Something clearly happened to Sipo Mzimela in the mid-1980s. An old comrade believes it had to do with a clash with his superior in New York, Johnny Makathini, followed by a two-year church mission he did in Kenya: “Sipo came back a bitter man, virulent and angry.”
Mzimela says that, while in Kenya, he met “hundreds of South Africans. I heard the stories of the torture and human rights abuse in the camps. I heard how badly things were going. I was particulaly upset by the tales of black-on-black violence.” Perhaps being back in Africa, back home in a way, threw all the painful issues of separation, loneliness and betrayal into sharp relief, forcing a crisis that could find its only resolution in a rejection of the ANC. Upon returning to the United States, say those who know him, he started talking about the ANC’s domination by Xhosas.

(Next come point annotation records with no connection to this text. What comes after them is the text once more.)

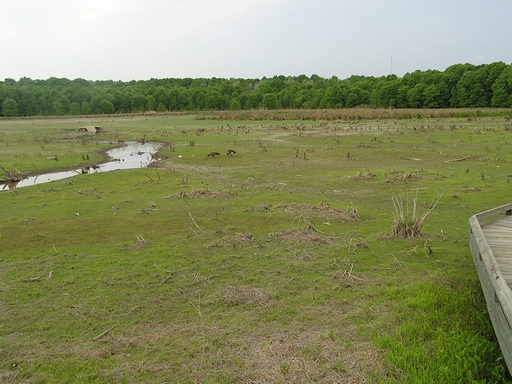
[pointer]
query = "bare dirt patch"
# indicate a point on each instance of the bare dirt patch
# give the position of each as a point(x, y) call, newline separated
point(245, 295)
point(308, 234)
point(204, 193)
point(323, 210)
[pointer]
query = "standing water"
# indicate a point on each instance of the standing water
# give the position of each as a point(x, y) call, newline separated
point(132, 155)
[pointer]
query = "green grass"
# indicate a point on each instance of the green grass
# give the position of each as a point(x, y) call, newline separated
point(207, 272)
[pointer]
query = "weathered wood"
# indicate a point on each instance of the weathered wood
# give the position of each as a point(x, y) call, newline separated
point(491, 246)
point(493, 212)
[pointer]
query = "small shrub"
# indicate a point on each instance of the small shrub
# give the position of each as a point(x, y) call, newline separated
point(408, 222)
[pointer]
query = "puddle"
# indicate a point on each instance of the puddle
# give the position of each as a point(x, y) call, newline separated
point(132, 155)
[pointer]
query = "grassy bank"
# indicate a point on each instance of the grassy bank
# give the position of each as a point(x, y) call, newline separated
point(276, 264)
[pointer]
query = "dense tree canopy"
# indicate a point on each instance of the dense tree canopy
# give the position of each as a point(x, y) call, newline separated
point(461, 85)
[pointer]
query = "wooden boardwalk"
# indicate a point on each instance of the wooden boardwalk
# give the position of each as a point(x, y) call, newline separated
point(490, 240)
point(498, 234)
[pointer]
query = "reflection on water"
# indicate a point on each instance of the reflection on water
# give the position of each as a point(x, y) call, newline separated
point(132, 155)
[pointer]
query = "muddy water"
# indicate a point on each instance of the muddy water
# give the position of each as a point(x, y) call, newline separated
point(132, 155)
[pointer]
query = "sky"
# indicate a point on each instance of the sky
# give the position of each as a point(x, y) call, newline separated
point(143, 39)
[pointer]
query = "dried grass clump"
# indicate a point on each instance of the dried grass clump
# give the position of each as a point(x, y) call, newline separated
point(309, 234)
point(240, 238)
point(407, 176)
point(408, 222)
point(202, 193)
point(13, 175)
point(323, 210)
point(365, 175)
point(245, 295)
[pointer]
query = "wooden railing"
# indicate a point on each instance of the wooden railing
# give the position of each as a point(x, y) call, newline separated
point(497, 293)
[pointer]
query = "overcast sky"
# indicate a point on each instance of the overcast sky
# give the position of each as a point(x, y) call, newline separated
point(141, 39)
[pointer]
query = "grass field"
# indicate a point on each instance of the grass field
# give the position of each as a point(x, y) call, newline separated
point(274, 265)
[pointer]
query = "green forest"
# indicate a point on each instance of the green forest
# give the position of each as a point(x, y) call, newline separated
point(460, 85)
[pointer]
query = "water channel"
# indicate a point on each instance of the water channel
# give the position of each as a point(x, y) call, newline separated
point(130, 156)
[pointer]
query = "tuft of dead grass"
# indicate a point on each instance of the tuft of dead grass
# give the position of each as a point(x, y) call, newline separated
point(365, 175)
point(308, 234)
point(408, 222)
point(245, 295)
point(240, 238)
point(204, 193)
point(323, 210)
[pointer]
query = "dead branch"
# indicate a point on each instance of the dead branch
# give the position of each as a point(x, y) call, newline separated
point(96, 338)
point(463, 159)
point(193, 221)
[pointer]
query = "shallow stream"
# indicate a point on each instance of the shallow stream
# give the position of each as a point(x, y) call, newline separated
point(132, 155)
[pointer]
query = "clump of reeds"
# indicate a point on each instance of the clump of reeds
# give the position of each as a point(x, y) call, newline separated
point(408, 221)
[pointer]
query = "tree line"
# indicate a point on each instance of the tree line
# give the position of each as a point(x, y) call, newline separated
point(460, 85)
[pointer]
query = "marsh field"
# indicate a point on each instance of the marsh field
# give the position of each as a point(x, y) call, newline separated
point(276, 264)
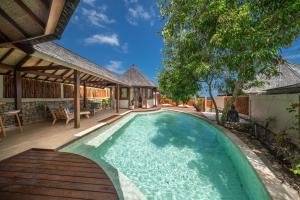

Even today, back in South Africa, there is something about Sipo Mzimela which is unrooted. When in Pretoria, he lives out of a hotel. His only current home is his ministerial residence in Cape Town. “There is a gap I need to fill,” he says. “People have developed and grown. The world is different to the one I left in 1961. I don’t have roots any more. So I am building a house in Umhlanga.”
Politically, too, he seems to be searching for a place to build his house. He is adamant that he joined the IFP for “political reasons, and not because I am Zulu”. I suspect that he is right: deracinated, he is more like the white anti-communist ideologues of the party than the Zulu traditionalists. The fact that he is a black man, a Zulu speaker, to boot, only adds to his potential as an ideologue leader.
There are signs, though, of Mzimela’s softening. One ANC insider notes that President Mandela, with his usual acuity, has worked hard to win Mzimela’s loyalty — and has succeeded, in part, with the Newcastle youth project, originally Mandela’s idea, now given to Mzimela as a way to prove himself. It’s interesting to note that Mzimela is clearly embarrassed by his book, even though he will not go so far as to disown it, rather making excuses for it (“those were difficult political times”; “it was written for Americans, not South Africans”, etc.) He has also, for the first time, made some public noises about finding a way through the current constitutional deadlock other than international mediation.
Last year, at the height of the tension between the hardliners at Parliament and the moderates trying to run KwaZulu-Natal, Frank Mdlalose offered to resign. The man picked by Buthelezi to replace him was Mzimela. The two apparently dislike each other intensely. Country doctors use science and caution. Fiery preachers work, rather, with moral absolutes: damnation and redemption. One senses, though, that in the Newcastle district — where Mdlalose was coincidentally once a practising medic — Sipo Mzimela is discovering, through his youth centre, the country doctor in himself.